Il faut savoir que tout article concernant une recherche scientifique est soumis à un comité d'experts reconnus avant d'être publié dans une revue scientifique sérieuse. Le but est d'obtenir de chacun d'eux une critique au départ de laquelle on peut normalement déterminer la valeur scientifique réelle du texte. Les nombreuses publications touchant le paranormal ne procèdent pas avec autant de circonspection. En effet, le choix des textes y est déterminé par rapport à la notoriété de leurs auteurs ou l'aspect sensationnel de leurs écrits. Méfiez-vous davantage encore d'auteurs qui, ayant des diplômes et des titres scientifiques, se gardent obstinément de publier ailleurs que sur leur site internet personnel ou dans des publications dédiées aux mystères de toutes sortes : ceux-là sont majoritairement des mystificateurs ou des égarés qui sont parfaitement conscients que leurs écrits seraient refusés par les revues scientifiques. Inutile de vous dire pourquoi...

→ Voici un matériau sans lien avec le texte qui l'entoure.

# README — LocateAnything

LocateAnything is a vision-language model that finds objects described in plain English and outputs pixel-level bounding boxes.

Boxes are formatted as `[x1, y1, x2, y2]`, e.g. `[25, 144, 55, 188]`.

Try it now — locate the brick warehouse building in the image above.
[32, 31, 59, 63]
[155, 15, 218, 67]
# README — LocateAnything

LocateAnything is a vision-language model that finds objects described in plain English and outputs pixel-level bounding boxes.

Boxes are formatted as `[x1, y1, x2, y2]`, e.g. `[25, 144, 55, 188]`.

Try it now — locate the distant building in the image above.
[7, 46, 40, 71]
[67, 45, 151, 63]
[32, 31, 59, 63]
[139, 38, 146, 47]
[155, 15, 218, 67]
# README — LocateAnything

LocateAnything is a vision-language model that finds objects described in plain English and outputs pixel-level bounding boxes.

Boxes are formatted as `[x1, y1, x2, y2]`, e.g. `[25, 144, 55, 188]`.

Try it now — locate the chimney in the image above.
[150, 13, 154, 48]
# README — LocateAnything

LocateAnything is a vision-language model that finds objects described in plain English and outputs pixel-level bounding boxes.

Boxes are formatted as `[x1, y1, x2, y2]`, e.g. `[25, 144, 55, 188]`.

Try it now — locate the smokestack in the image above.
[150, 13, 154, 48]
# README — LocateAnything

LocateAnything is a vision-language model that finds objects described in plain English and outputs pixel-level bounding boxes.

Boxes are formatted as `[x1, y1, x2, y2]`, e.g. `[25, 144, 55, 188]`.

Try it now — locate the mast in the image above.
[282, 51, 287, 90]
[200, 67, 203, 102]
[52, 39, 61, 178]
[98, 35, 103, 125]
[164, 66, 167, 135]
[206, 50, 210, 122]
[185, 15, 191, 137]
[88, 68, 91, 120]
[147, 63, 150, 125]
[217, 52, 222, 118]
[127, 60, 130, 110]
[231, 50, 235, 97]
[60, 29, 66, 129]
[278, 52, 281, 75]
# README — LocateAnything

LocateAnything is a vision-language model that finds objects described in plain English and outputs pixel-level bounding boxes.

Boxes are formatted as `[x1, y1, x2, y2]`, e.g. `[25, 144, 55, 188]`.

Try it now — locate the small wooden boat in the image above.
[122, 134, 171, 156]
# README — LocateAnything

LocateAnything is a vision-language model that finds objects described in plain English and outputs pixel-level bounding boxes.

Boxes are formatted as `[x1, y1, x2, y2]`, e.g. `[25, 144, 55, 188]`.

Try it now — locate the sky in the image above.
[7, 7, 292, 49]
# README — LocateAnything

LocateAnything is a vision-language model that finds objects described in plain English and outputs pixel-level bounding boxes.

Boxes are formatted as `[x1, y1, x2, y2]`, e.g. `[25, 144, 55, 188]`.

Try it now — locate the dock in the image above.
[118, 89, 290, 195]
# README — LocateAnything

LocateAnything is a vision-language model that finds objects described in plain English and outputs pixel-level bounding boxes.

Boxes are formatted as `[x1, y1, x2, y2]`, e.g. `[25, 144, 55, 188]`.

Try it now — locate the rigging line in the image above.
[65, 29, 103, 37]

Les adeptes du paranormal ne tarissent pas de reproches et d'invectives contre ce qu'ils appellent "la science officielle" et ses représentants qu'ils assimilent à des agents d'une sorte de conspiration contre le progrès ou les connaissances. Il suffit d'y réfléchir une minute pour se rendre compte que cette manière de présenter les choses relève de la pire absurdité. Or, à l'inverse, et de manière très contradictoire, les mêmes imprécateurs ne tarissent pas d'éloges à l'égard de certains scientifiques qui écrivent beaucoup en faveur du paranormal. Mais voilà : ces derniers chercheurs se singularisent par rapport à la communauté scientifique en évitant, comme je l'ai dit plus haut, de soumettre leurs délires ou leurs mensonges au jugement de leurs pairs comme s'y sentent normalement tenus tous les scientifiques dignes de ce nom. L'observateur attentif à ces choses n'a donc pas grande difficulté à faire la différence entre un scientifique exprimant des idées que ses pairs ont légitimées et un autre qui s'est lui-même rejeté en dehors de la communauté scientifique pour des raisons qui ne devraient tromper personne.

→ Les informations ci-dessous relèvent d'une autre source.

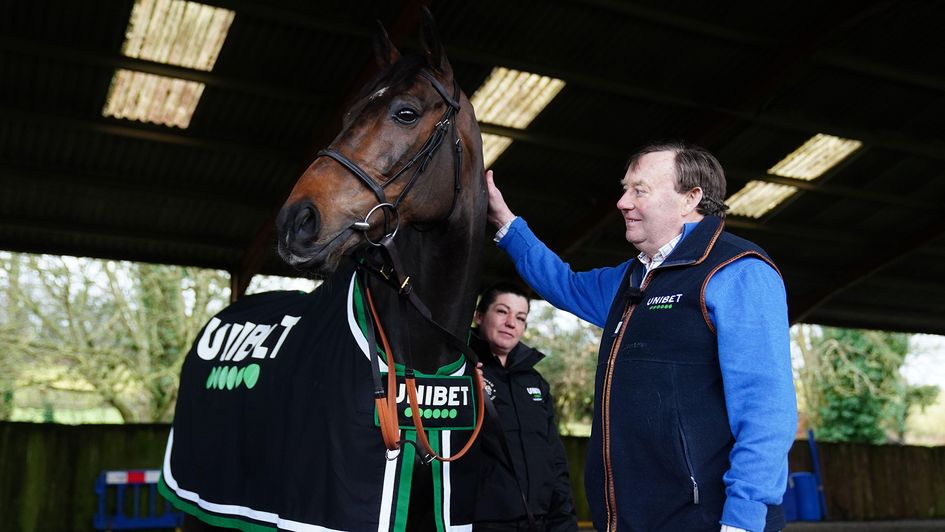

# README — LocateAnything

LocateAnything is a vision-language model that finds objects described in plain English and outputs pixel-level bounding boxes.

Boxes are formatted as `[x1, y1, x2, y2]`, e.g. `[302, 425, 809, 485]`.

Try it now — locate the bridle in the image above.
[316, 70, 463, 246]
[318, 70, 485, 463]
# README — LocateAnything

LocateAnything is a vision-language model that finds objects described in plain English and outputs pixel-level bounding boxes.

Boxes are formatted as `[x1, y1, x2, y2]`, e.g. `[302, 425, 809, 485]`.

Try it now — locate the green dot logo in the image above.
[226, 366, 239, 390]
[207, 368, 220, 390]
[243, 364, 259, 390]
[217, 368, 229, 390]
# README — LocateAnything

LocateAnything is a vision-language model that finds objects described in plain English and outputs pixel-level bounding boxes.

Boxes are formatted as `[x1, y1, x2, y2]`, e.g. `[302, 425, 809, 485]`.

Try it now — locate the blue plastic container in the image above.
[791, 472, 823, 521]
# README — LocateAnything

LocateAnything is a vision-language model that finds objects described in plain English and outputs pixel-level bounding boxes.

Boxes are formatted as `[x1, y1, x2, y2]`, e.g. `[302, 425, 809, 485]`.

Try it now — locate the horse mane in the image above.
[348, 53, 430, 105]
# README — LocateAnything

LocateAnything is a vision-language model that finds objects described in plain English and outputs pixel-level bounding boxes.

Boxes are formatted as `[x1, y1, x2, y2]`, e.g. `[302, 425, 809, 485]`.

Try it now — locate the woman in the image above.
[471, 283, 578, 532]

Une méthode fréquemment rencontrée chez les chercheurs voués au paranormal consiste à se donner l'apparence d'un héros ou d'un martyr par rapport à des adversaires qui seraient soit des médiocrees soit des gens sans foi ni loi. Parmi les exemples les plus odieux du genre j'ai repéré les manoeuvres de Michel Bougard qui consistèrent à accoler à ses adversaires des termes tels que réductionnisme, révisionistes et négationnistes pour ensuite jeter un pont entre ces adversaires et les extrémistes qui nient l'holocauste (Inforespace n° 85 p. 7 et n° 104 pp. 4-14). Lorsqu'un chercheur parallèle en est réduit à de telles extrémités, on peut penser qu'il est, à la manière de certains sectateurs, sur le point de s'enfermer dans une forme de suicide intellectuel ou physique. Quelque temps plus tard, l'organisation ufologique dont il était le Président était dissoute, victime à la fois de ses excès et du désintérêt que ceux-ci provoquèrent finalement dans une écrasante majorité de la population.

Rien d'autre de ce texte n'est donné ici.